AI is not a new phenomenon; it has been around for decades with the term ‘AI’ first coined as early as 1956. AI automates manual and routine tasks and can produce amazing results in half the time. Powerful AI video editing tools can assemble clips, add filters, transitions and resize content, potentially saving hours of time and effort in the post-production process. It has the power to sift through vast amounts of raw video footage to locate tiny elements needed, allowing broadcasters to quickly produce high volume concise video content packages ready for output across Social or online platforms.  
 
What is it capable of? 
AI imagery and video software has achieved astounding visual mastery through Deepfake technology creating convincing but entirely fictional photos from scratch.  Some television productions such as the BBC’s recent documentary ‘Hong Kong’s Fight For Freedom’ used AI to protect the identities of the protesters who were interviewed. AI spent two months learning how to map faces onto the faces of the protesters, helping to protect identities within the groundbreaking documentary. 
 
AI has the potential to be invaluable in both assisting existing restoration processes and improving overall video quality. For example, black and white footage can be recoloured by taking existing archive material and colour information from similar frames and recreating this material in colour in just 30 seconds instead of 30 minutes. Similar processes were used in restoring a 1906 video shot days before a devastating earthquake in Victorian San Francisco. Now enhanced and restored by AI, ‘A Trip Down Market Street’, is now higher resolution with a higher frame rate, and vibrant colours bringing alive stunning visuals of San Francisco before the earthquake struck.  
 
What are the drawbacks? 
All of this advanced super human technology is not without contention. Deepfake technology in particular has the potential to spread disinformation: in the run up to the 2020 US elections Facebook banned deepfake videos that were seen to likely mislead viewers into thinking politicians had said something they didn’t. Fears of AI replacing swathes of jobs across the board from copywriters, video editors, directors and actors, all have struck the heart of Hollywood.
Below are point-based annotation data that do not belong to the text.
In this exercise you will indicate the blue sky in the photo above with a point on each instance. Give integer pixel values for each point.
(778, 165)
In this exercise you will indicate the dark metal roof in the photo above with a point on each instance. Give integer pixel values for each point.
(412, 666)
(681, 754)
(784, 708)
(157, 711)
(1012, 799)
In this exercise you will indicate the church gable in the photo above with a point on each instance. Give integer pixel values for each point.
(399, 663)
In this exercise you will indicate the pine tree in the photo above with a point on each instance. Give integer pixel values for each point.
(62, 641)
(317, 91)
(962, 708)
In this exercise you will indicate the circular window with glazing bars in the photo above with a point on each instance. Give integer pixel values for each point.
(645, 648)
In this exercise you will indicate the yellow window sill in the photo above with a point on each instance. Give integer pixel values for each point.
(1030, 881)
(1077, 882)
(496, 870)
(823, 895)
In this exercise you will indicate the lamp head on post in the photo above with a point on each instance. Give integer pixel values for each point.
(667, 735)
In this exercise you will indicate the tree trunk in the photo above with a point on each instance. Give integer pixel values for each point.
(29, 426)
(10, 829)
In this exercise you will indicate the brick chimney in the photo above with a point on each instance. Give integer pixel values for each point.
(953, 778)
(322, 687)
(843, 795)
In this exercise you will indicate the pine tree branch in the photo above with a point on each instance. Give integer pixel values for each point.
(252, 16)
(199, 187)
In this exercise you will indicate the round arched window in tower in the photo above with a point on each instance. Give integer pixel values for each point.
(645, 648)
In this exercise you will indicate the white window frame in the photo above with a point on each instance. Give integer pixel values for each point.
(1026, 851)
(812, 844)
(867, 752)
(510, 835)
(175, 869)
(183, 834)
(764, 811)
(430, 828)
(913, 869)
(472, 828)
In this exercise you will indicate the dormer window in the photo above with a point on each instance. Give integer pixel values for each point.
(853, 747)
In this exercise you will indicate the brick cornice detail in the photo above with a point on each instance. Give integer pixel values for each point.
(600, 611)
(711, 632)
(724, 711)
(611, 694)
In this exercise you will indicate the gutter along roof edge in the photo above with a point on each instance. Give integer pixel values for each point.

The Writers Guild of America and now Screen Actors Guild-American Federation of Television and Radio Artists have forced major studios to halt production in response to the impact AI is having on the film and television industry. Legality of AI and copyright is also a major contentious element, which has sparked a number of legal cases taken against AI software companies such as ChatGPT.  
 
But where is this all heading? What is the future of AI? AI will continue to evolve and mature but currently hasn’t the capacity to actually replace human jobs. It still needs human intervention, tweaks and knowledge to learn. Yet it is clearly a powerful tool to work alongside, and experiment, test its boundaries and see what happens!